Background The aim was to explore the patients’ emotional experience of receiving a diagnosis of IPF.
Methods Market research was conducted with an independent agency. Patients with IPF were asked to record a personal account of their experience on a hand-held camera. Face to face interviews with patients were conducted in their home. Carers were also interviewed to add an alternative perspective.
Results The sample included 13 male and 3 female patients with IPF. Patients with lung function impairment of all severities were included, five patients were treated with oxygen therapy and another had received a lung transplant. There was a national spread geographically throughout England.
There is a fine balance to providing information and patients can benefit from an individually tailored approach. Too much information at the start can be overwhelming. Too little information can leave the individual uncertain about how to deal with their future.

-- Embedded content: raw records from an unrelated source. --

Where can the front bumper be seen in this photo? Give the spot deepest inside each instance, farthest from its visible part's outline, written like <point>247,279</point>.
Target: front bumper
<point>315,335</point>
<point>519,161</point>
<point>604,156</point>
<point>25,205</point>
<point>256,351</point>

Gaps that were identified focused on the practicalities of living with IPF, including social care. There was a high expectation for their physician to explain the trigger for developing IPF. Patients felt a blame culture exists, whereby others felt that IPF is self-inflicted, like COPD, particularly when a patient was taking oxygen therapy. Patients may be left with feelings of anger at missed opportunities and concern for lost years of intervention and appropriate palliative care support.
Conclusions The diagnosis of IPF is a devastating one, which can be challenging to manage. Carers, patient groups and expert support at diagnosis were found to be invaluable to patients during this time.